Wörtlich übersetzt bedeutet Shiatsu „Fingerdruck“, die Behandlung umfasst jedoch weit mehr: Zur Berührung wird der ganze Körper eingesetzt. Dabei arbeitet der Therapeut weniger mit Muskelkraft als mit seinem Körpergewicht und versucht, während der Behandlung eine „energetische Beziehung“ zum Patienten herzustellen (Energie hier im Sinne von Qi). Vom Behandelnden ist Achtsamkeit & Sensibilität gefragt.

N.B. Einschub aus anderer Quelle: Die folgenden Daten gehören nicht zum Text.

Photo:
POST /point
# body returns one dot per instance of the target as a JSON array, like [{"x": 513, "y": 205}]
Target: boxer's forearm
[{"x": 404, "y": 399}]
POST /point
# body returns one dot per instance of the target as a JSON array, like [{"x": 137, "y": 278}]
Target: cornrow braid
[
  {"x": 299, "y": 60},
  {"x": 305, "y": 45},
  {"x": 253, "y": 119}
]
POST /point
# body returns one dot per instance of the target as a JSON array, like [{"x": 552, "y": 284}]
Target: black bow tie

Shiatsu entstand aus im chinesischen Mittelalter entwickelten Behandlungsweisen und basiert auf traditioneller ostasiatischer Medizin, insbesondere dem aus der Traditionellen Chinesischen Medizin (TCM) stammenden Meridiansystem und dem System der „Fünf Wandlungsphasen“ (Fünf-Elemente-Lehre). Die in Japan am stärksten verbreitete Form von Shiatsu ist das sogenannte Namikoshi-Shiatsu. Außerhalb Japan dominiert das von dem Japaner Shizuto Masunaga begründete sogenannte Zen-Shiatsu, in welchem mit einem im Vergleich zur Akupunktur erweiterten Meridiansystem gearbeitet wird.